Kognitive Prozesse der Lernpsychologie

Der Entwicklungspsychologe Jean Piaget führte den Begriff in seiner Theorie über die kognitive Entwicklung von Kindern ein. Akkommodation ist dabei einer der zwei wesentlichen Prozesse der kindlichen Lernentwicklung. Sie stellt die Fähigkeit eines Menschen dar, sein (Lern-)Verhalten, das heißt die Art und Weise der Verarbeitung neuer Eindrücke, zu verändern. Der Gegenbegriff ist die Assimilation, die das Integrieren neuartiger externer Eindrücke in bereits vorhandene Kategorien bzw. Systeme beschreibt, ohne dass sich diese verändern (vgl. Piaget 1983, 106 ff.).

Ein Beispiel für Akkommodation ist ein Kind, das die Vorstellung hat, alle Dinge seien entweder fest oder flüssig. Wird dieses Denkmodell durch die Erfahrung von Gas als Stoff infrage gestellt, muss es seine Ansicht über Aggregatzustände anpassen. Solche Irritationen sind also entscheidende Punkte in Lernprozessen.

Akkommodation im Kontext der Migration

Folglich ist es möglich, unsere Denk- und Handlungsweisen auch innerhalb kultureller Lernprozesse neu anzupassen. In der Migrationsforschung wird Akkommodation von Christine Langenfeld als der „funktionale Lern- und Anpassungsprozess infolge von Kulturwechsel verstanden.“ (Langenfeld 2001, 283) Sie geht davon aus, dass Akkommodation „bei den betroffenen Personen ohne Änderung der grundlegenden Überzeugungen, Werte oder Denkweisen ablaufen kann“ (Langenfeld 2001, 283).

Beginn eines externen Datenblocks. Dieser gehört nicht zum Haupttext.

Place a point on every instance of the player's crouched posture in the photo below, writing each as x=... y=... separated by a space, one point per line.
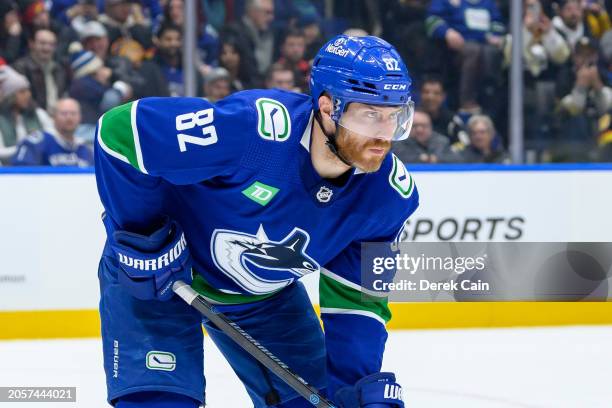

Nach dem Psychologen Werner Fröhlich sind „Umweltanforderungen[,die] mit dem momentan verfügbaren Handlungsrepertoir[e] nicht erfüllt werden können“ (Fröhlich 2010, 48), einer der Gründe für „Störungen des inneren Gleichgewichts“ (ebd.) und somit Auslöser der Akkomodation.

Akkommodation – von ‚Gleichgewichtsstörungen‘ lernen

Der Definition von Fröhlich entsprechend lässt sich das so genannte kulturell ‚Fremde‘, also das, was im Kontext deutscher Integrationsdebatten oft als Störung betrachtet wird, auch als Chance verstehen. Denn ‚Gleichgewichtsstörung’ eröffnet den Menschen im Sinne Piagets die Möglichkeit, ihre Denk- und Handlungsweisen neu auszurichten.

Der Soziologe Friedrich Heckmann beschreibt eine asymmetrische Wechselseitigkeit: „Die Lernprozesse betreffen Zuwanderer und Einheimische. Es handelt sich dabei zwar um einen wechselseitigen, aber nicht gleichgewichtigen Prozess, in dem die Zuwanderer sich stärker ändern als die Einheimischen, die als Etablierte die Ressourcen der Gesellschaft kontrollieren“ (Heckmann 2015, 80).

 

Literatur

Fröhlich, Werner D. (2010): Wörterbuch Psychologie. 27. Aufl. München: dtv.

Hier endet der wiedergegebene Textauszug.